Paul is confused. He doesn’t see himself as persecuting God. Paul thinks he is doing God a service, defending his way against the apostate Christians. Saul then asks, “Who are you, Lord?” Saul doesn’t yet know it is Jesus. He seems to understand his vision as a revelation from God. As the account shows, Paul is open to God’s self-revelation, even though he is unaware of his purpose.
The figure standing before Paul shocks him greatly when he answers, “I am Jesus” (9:5). It is not directly stated in this verse that Paul actually sees the risen Christ, but only that he hears his voice. But it is confirmed soon afterwards, when Luke introduces Ananias (9:17) and Barnabas (9:27) into the account. Ananias refers to “Jesus, who appeared to you” (9:17). It’s clearly stated in the versions of this event Paul gives to Agrippa (26:16) and a Jewish crowd (22:14) that he sees Christ.
When the risen Christ tells Paul he has been persecuting him, he is making an important point. Paul is not rejecting human beings, but by his actions, he is rejecting Christ himself (Luke 10:16). In persecuting the church Paul is persecuting the body of which Jesus is the head. [Romans 12:4, 5; 1 Corinthians 12:12-17; Ephesians 5:30; Colossians 1:18.] Christ and his church are one, and he has a tangible presence on earth through his believers. Paul learns that these Nazarenes — these followers of Jesus whom he despises — are not confused heretics. They, rather than he and the Sanhedrin, are the people of God, and Paul is the one who is confused.
Saul could not escape the fact that the Jesus whose followers he had been persecuting was alive, exalted, and in some manner to be associated with God the Father, whom Israel worshiped. He, therefore, had to revise his whole estimate of the life, teaching, and death of the Nazarene because God had beyond any question vindicated him. Thus he came to agree with the Christians that Jesus’ death on the cross, rather than discrediting him as an imposter, fulfilled prophecy and was really God’s provision for man’s sin and that Jesus’ resurrection confirmed him as being the nation’s Messiah and mankind’s Lord. [Longenecker, 371.]

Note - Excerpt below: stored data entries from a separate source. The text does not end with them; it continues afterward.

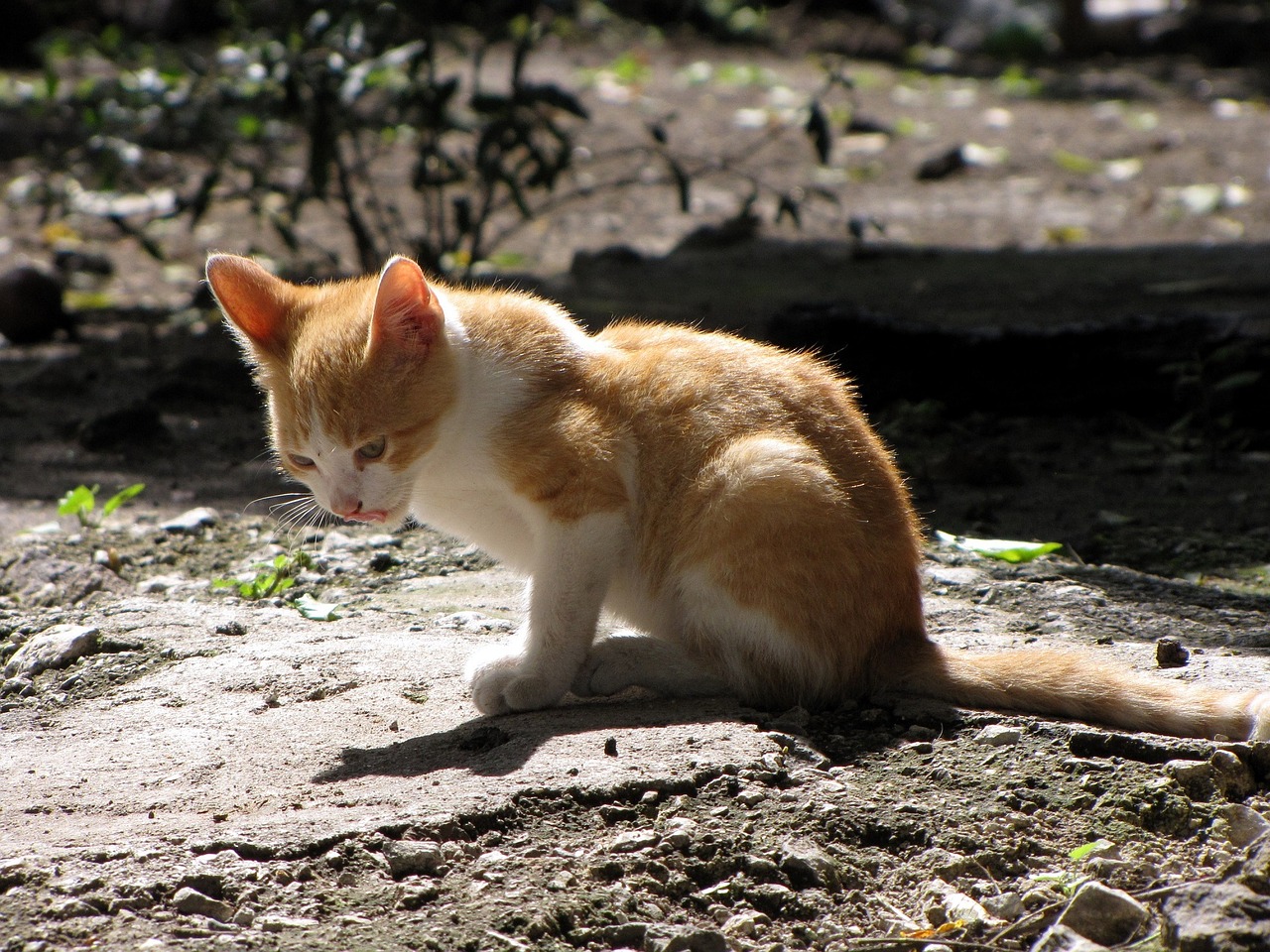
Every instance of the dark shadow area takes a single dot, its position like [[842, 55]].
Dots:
[[494, 747]]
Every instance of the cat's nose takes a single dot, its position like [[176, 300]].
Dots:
[[347, 509]]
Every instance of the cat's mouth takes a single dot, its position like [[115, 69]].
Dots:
[[366, 516]]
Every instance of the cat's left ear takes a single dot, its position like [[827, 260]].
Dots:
[[408, 316], [258, 303]]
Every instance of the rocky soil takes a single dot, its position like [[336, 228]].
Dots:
[[186, 765], [189, 767]]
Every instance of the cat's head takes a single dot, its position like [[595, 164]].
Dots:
[[357, 376]]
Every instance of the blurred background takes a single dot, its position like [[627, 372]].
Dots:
[[1035, 234]]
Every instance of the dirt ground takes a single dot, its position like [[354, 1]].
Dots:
[[218, 771]]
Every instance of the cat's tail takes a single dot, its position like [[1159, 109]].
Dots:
[[1072, 684]]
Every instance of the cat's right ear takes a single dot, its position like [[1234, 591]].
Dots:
[[255, 301]]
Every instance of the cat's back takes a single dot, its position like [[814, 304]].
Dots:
[[707, 384]]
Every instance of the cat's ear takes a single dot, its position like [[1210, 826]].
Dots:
[[407, 316], [257, 302]]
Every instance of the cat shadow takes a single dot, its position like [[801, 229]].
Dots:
[[495, 747]]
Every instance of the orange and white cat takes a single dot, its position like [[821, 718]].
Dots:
[[725, 499]]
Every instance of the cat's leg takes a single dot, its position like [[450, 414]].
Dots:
[[626, 658], [572, 566]]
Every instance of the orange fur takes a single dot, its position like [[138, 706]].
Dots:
[[726, 498]]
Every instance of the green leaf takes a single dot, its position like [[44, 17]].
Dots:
[[317, 611], [1005, 549], [1071, 162], [77, 502], [122, 497], [1096, 846]]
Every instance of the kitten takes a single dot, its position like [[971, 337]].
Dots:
[[724, 498]]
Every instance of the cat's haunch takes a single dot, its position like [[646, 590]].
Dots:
[[726, 499]]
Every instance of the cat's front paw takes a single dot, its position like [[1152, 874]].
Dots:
[[1260, 711], [504, 683]]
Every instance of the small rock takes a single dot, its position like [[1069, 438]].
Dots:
[[942, 166], [414, 897], [1061, 938], [22, 687], [1006, 906], [680, 832], [1256, 869], [1245, 825], [686, 939], [1215, 916], [793, 721], [54, 648], [191, 521], [959, 906], [998, 735], [1170, 653], [634, 841], [31, 306], [1103, 914], [1196, 778], [746, 924], [807, 865], [770, 897], [1233, 777], [158, 584], [73, 909], [193, 902], [281, 923], [413, 857]]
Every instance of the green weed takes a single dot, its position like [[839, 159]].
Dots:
[[81, 503]]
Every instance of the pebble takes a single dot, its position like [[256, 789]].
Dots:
[[1061, 938], [746, 923], [634, 841], [1170, 653], [1196, 777], [686, 941], [957, 906], [191, 521], [998, 735], [281, 923], [193, 902], [474, 622], [1102, 914], [808, 865], [413, 857], [1232, 775], [1006, 906], [54, 648], [1215, 916], [158, 584], [680, 832], [1243, 825], [22, 687]]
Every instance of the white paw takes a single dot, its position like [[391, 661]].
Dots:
[[506, 682], [1260, 710], [615, 662]]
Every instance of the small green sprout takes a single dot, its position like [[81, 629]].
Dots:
[[317, 611], [81, 503], [1003, 549], [272, 579]]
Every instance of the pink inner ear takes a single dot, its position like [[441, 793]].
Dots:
[[407, 313], [250, 298]]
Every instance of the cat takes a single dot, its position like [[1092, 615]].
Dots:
[[724, 498]]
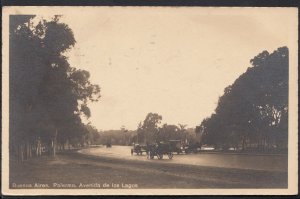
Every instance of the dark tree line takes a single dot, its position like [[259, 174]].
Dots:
[[47, 96], [253, 112], [150, 131]]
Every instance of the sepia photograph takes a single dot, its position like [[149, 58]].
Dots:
[[149, 100]]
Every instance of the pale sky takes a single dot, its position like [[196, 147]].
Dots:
[[172, 61]]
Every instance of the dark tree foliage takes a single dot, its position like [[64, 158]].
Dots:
[[47, 95], [253, 111], [148, 130]]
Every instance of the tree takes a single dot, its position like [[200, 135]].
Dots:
[[148, 131], [253, 110], [48, 97]]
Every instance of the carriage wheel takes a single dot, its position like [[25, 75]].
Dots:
[[160, 156], [170, 155]]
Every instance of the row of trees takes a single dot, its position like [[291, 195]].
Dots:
[[48, 97], [151, 130], [253, 112]]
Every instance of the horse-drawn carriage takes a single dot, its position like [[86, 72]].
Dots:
[[139, 149], [159, 149]]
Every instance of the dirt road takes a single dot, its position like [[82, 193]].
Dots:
[[75, 170], [237, 161]]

This Messiah, the glorified Christ, has now appeared to Paul himself. Paul later stresses the importance of this revelation. He sees the risen and glorified Christ, and this is as real as Christ’s appearances to his disciples after the resurrection. [1 Corinthians 9:1; 15:8-9; Galatians 1:11-12, 15-17.] It is a proof of Paul’s apostleship and of his witness to Christ and the gospel.